To accomplish that, the company, owned by Snow; his two sons, Rob and Corry; and his son-in-law, Brett Reeves, invests heavily in training technicians. That includes not only technical training from manufacturers, but also an innovative twist: Technicians spend time “shadowing” technicians at other plumbing companies owned by people that Snow knows from his previous career as a business coach, he says.

For example, Rob Snow recently spent three days working at a plumbing company in Spokane, Washington. And some other technicians recently worked for several days at companies in Florida and Texas.

“They go and kick the tires and try to learn something new,” Snow says. “They’re required to come back with five ideas for making our business better and they have to implement three of them in the first month after they come back.”

It isn’t hard for technicians to come up with five ideas, Snow says.

“In fact, they come back with pages of ideas. The hardest thing for them is picking which things to implement,” he says.

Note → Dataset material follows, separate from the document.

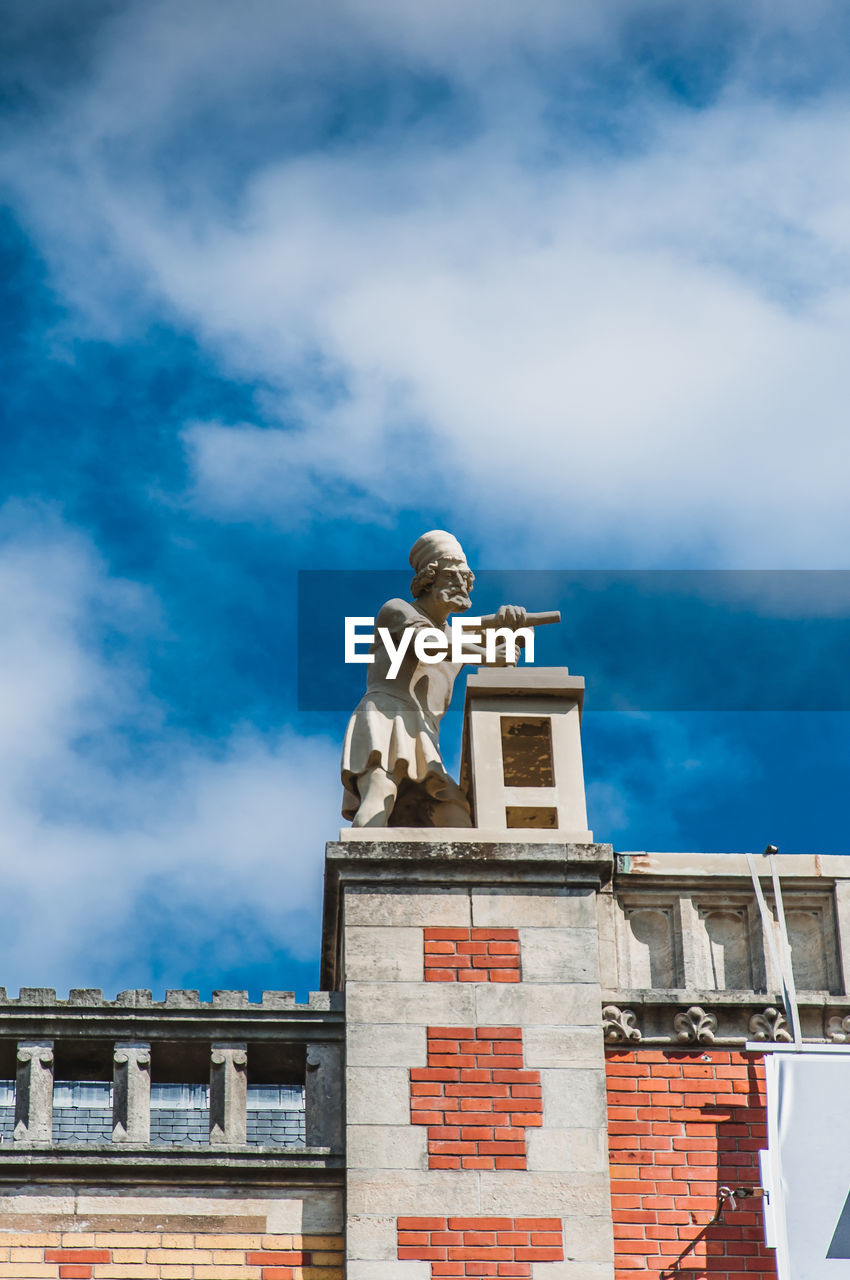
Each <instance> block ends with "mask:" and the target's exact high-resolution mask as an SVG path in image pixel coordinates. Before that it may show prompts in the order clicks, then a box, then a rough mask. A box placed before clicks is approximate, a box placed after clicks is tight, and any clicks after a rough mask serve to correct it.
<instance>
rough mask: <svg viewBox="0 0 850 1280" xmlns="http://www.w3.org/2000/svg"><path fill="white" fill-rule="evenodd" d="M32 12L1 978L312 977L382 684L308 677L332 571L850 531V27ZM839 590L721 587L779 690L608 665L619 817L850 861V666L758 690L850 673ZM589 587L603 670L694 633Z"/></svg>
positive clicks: (400, 12)
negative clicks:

One idea that yielded great results was holding two one-hour meetings a week with all technicians, one for motivational sales training and one for technical training provided by suppliers. The long-term results speak for themselves: sales increased and profit-killing service call-backs decreased, Snow says.

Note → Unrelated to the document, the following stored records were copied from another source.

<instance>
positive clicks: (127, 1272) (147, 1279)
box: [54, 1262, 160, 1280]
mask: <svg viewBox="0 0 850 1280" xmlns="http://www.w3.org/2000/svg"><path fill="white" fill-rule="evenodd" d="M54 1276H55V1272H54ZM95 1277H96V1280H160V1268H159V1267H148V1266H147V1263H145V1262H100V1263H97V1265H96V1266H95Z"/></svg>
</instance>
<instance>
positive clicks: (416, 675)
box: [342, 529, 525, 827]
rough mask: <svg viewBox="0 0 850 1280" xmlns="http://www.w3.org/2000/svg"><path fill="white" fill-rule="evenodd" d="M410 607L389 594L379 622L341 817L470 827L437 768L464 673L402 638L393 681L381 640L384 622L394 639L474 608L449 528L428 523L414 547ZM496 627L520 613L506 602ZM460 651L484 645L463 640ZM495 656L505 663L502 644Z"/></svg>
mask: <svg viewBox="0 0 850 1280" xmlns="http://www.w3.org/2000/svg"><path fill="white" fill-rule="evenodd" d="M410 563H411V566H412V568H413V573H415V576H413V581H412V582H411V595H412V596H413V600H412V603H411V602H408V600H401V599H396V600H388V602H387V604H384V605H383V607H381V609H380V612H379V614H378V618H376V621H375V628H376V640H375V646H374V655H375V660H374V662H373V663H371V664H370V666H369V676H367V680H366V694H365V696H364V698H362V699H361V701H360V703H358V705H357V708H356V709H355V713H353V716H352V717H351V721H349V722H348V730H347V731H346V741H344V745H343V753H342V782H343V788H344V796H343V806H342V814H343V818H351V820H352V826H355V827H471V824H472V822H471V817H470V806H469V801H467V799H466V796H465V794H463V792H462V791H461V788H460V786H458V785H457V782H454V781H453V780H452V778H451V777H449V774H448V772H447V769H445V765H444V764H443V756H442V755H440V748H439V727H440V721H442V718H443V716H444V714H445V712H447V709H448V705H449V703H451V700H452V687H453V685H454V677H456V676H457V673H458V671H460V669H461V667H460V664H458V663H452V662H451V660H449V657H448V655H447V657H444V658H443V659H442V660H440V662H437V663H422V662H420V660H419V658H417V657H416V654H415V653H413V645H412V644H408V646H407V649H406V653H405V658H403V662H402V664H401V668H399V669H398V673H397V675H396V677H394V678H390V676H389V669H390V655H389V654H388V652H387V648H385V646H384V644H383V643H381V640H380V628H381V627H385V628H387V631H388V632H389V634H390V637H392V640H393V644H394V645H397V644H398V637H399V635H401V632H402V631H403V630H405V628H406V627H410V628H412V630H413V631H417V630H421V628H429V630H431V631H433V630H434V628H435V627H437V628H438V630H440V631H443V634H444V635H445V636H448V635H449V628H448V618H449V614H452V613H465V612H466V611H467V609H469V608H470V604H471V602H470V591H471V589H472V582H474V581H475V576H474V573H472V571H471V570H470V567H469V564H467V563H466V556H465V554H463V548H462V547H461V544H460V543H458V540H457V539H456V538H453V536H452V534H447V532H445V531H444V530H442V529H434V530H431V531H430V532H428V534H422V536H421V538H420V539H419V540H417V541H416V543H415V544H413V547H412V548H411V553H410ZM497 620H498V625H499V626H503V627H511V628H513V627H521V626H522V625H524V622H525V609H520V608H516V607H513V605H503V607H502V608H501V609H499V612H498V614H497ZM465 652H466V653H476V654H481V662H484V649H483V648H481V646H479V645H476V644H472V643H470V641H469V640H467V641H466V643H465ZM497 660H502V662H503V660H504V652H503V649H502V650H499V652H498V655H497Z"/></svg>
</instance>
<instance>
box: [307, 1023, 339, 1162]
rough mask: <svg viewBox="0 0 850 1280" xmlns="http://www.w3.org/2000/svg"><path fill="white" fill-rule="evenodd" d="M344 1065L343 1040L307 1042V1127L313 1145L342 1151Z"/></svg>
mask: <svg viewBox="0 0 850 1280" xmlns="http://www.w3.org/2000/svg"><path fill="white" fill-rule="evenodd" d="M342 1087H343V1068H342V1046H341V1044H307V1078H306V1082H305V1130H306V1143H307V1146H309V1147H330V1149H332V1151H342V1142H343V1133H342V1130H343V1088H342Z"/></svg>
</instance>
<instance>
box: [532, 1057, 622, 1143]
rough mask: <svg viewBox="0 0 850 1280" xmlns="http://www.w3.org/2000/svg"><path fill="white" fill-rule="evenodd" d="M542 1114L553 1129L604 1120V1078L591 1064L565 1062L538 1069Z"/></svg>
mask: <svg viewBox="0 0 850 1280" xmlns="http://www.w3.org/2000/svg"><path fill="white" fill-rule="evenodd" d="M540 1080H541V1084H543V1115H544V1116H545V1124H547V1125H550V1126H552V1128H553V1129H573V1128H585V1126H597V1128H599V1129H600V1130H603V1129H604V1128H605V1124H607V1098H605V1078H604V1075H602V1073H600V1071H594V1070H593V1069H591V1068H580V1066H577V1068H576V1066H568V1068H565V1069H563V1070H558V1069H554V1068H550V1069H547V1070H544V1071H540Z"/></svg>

Snow also provides the company’s apprentices with an hour of technical training every Wednesday. And if technicians encounter problems on service calls, they routinely use Zoom or Skype on tablets to contact managers and discuss solutions, which is faster and more convenient than having managers drive to job sites to help, Snow says.

“Most times companies give techs the keys to a truck and tell them to bring back a check at the end of the day. And that’s where they leave it. But they need more than that — they need consistent training.”